Continuous-time block-monotone Markov chains and their block-augmented truncations
Hiroyuki Masuyama

TL;DR
This paper studies continuous-time block-monotone Markov chains, introduces block-augmented truncations, and proves convergence and approximation bounds for their stationary distributions, with applications to queueing systems.
Contribution
It introduces block monotonicity and block-wise dominance for continuous-time Markov chains, and shows that block-augmented truncations effectively approximate the stationary distribution.
Findings
Stationary distributions of truncated chains converge to the original's.
LC-block-augmented truncation provides the best approximation.

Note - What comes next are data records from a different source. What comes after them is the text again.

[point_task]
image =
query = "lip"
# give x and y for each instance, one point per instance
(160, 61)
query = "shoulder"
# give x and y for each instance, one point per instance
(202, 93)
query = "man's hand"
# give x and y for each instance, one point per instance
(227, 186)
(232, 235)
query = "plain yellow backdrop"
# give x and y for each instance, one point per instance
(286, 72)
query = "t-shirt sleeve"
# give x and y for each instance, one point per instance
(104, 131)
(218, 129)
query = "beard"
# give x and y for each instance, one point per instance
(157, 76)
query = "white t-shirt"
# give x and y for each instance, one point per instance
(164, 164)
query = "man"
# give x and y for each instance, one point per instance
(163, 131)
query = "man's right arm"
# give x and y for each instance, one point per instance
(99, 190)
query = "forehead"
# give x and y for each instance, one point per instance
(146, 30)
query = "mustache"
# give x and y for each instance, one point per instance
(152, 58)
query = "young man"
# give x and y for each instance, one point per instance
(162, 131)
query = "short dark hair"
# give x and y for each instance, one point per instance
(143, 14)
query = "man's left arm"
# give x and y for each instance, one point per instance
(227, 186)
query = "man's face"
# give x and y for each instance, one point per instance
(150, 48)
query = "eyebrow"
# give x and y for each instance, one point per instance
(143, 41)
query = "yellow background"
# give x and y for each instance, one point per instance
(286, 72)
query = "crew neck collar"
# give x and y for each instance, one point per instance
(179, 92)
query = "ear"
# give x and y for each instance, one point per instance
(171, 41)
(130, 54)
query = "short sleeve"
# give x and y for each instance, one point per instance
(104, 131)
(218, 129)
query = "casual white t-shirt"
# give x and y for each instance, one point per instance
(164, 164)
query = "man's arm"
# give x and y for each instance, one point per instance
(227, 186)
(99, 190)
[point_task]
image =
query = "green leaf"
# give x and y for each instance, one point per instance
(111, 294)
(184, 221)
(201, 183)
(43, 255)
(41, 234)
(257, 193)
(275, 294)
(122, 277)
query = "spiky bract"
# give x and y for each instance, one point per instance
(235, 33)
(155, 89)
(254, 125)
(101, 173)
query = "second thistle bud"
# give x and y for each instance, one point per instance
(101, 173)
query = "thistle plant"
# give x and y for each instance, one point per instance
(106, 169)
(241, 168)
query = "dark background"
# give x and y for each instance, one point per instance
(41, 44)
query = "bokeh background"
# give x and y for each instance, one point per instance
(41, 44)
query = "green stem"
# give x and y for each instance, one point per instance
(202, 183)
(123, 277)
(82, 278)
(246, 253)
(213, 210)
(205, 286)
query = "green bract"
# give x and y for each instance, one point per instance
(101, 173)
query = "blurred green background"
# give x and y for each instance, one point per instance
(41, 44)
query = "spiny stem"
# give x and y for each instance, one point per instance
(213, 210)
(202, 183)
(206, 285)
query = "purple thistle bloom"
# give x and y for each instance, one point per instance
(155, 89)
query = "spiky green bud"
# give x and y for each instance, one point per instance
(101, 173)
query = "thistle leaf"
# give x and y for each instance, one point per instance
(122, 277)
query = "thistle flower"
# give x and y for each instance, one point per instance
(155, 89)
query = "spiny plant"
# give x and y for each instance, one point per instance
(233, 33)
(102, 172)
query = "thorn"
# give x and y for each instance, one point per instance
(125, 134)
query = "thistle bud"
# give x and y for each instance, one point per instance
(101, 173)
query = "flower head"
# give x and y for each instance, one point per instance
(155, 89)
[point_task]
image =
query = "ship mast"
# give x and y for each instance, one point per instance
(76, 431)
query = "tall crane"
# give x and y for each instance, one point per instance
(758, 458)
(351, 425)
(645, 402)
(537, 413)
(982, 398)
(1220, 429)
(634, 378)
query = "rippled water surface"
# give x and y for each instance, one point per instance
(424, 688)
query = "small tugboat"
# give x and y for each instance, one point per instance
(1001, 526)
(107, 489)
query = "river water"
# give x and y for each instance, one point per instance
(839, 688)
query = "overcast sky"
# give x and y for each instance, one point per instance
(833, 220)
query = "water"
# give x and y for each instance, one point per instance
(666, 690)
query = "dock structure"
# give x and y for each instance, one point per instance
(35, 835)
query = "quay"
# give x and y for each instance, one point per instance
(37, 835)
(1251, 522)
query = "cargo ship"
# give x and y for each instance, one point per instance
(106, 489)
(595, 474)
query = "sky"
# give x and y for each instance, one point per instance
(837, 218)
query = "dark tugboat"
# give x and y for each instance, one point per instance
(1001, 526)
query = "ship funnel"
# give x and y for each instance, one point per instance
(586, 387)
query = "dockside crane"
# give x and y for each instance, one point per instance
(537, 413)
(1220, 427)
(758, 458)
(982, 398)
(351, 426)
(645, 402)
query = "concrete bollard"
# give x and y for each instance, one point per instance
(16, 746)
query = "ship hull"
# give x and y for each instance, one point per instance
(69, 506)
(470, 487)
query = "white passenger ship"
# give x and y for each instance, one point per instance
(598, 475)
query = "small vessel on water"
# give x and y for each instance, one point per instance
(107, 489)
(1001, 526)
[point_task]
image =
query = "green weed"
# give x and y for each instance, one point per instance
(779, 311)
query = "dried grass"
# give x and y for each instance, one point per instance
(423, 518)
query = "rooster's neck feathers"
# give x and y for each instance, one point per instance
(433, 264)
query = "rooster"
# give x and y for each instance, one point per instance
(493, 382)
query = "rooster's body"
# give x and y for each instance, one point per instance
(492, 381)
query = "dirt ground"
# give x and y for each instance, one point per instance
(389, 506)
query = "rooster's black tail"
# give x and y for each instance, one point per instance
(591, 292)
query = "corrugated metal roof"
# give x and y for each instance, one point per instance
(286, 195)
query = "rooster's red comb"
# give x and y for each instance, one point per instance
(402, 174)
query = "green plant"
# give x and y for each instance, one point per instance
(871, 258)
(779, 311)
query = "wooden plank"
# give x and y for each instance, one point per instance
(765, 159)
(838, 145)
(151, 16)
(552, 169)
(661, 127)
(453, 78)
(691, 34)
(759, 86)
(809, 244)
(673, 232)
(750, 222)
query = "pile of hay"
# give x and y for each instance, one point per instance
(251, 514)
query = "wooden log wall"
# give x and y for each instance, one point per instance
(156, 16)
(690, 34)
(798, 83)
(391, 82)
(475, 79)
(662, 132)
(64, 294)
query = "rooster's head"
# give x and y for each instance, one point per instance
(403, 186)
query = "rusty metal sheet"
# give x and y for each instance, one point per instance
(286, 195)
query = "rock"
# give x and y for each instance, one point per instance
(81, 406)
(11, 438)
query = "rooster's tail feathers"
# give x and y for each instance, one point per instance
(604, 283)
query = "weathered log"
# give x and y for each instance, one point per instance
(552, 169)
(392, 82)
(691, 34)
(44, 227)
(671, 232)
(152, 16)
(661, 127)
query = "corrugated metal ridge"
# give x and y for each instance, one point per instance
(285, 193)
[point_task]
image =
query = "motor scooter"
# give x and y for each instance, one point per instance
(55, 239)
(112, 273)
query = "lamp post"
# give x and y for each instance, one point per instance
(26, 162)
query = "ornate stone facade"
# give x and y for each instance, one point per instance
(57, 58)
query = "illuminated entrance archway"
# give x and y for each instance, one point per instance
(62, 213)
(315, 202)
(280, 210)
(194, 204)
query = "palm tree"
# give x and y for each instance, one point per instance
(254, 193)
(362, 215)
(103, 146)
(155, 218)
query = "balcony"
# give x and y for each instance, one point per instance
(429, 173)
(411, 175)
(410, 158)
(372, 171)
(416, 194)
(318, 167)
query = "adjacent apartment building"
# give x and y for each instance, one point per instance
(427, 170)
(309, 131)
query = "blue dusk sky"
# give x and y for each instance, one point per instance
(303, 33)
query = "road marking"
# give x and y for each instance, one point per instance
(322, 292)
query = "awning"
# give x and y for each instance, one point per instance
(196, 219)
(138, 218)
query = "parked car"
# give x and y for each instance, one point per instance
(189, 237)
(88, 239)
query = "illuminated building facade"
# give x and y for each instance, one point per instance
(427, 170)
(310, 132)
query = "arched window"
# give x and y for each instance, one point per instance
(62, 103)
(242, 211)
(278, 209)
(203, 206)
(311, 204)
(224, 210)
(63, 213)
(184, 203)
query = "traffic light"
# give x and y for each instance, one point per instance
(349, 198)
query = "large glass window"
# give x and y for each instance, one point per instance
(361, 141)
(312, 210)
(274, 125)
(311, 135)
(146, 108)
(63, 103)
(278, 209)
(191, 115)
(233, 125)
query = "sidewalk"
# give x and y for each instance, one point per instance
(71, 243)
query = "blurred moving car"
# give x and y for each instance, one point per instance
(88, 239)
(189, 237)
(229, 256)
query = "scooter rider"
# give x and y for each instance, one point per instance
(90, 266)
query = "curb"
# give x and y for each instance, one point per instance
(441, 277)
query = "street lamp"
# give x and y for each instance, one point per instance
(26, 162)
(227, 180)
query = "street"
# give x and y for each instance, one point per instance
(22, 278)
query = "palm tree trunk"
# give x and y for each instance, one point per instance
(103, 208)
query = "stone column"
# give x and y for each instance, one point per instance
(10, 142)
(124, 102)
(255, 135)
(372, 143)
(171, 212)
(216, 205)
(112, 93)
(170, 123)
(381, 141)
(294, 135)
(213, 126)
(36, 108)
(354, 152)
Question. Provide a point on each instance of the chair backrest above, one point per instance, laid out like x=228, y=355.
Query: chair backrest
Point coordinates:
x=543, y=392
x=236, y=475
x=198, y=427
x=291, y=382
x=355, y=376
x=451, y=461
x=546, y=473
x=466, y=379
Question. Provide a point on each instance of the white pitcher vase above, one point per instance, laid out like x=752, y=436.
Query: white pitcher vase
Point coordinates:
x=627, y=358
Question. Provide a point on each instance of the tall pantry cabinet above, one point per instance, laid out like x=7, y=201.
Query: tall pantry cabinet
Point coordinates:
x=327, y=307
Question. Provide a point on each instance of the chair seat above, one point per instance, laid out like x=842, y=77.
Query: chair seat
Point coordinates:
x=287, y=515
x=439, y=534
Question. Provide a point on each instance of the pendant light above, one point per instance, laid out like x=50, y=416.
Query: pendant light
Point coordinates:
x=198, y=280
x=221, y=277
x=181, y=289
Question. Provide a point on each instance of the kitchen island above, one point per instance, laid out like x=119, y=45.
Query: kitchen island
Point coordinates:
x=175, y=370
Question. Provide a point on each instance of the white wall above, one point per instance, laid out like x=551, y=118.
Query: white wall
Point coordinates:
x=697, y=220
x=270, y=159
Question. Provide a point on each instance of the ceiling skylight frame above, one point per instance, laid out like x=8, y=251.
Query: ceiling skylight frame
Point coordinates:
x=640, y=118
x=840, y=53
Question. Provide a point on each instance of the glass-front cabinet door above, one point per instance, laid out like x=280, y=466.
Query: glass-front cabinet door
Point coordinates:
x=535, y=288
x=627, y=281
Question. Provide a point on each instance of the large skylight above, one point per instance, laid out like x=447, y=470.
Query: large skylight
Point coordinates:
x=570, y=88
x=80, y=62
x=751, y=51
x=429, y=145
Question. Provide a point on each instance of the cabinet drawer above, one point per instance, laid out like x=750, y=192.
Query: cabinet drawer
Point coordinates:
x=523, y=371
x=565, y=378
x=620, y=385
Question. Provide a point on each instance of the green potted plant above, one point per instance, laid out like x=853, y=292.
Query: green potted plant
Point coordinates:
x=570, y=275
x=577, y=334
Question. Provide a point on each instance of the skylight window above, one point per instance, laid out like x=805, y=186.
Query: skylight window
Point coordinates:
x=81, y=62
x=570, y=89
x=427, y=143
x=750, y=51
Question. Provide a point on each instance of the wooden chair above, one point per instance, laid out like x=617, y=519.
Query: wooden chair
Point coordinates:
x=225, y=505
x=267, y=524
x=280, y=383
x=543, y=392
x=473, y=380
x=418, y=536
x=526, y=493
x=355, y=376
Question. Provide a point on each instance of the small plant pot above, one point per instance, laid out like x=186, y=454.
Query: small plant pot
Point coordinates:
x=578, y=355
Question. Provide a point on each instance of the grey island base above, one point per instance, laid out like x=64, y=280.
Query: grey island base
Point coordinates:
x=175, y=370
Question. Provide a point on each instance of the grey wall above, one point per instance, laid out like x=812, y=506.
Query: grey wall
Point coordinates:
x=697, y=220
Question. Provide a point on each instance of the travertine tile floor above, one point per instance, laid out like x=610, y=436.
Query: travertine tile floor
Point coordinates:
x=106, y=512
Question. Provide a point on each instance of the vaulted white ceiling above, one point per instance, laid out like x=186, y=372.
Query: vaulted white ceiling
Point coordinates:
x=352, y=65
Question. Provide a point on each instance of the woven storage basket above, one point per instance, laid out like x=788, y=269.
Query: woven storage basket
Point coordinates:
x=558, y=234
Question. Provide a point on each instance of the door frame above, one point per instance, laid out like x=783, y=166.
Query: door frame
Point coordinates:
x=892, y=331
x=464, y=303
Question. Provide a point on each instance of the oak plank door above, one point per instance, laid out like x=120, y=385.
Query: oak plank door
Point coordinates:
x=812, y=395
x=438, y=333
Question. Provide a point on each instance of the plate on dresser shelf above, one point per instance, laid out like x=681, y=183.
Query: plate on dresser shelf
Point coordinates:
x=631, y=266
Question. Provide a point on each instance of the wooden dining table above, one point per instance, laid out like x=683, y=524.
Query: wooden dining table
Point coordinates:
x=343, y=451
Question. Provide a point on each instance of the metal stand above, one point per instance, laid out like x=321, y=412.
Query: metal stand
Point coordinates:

Provides computable bounds for approximation error.
Abstract
This paper considers continuous-time block-monotone Markov chains (BMMCs) and their block-augmented truncations. We first introduce the block monotonicity and block-wise dominance relation for continuous-time Markov chains, and then provide some fundamental results on the two notions. Using these results, we show that the stationary distribution vectors obtained by the block-augmented truncation converge to the stationary distribution vector of the original BMMC. We also show that the last-column-block-augmented truncation (LC-block-augmented truncation) provides the best (in a certain sense) approximation to the stationary distribution vector of a BMMC among all the block-augmented truncations. Furthermore, we present computable upper bounds for the total variation distance between the stationary distribution vectors of a Markov chain and its LC-block-augmented truncation, under the…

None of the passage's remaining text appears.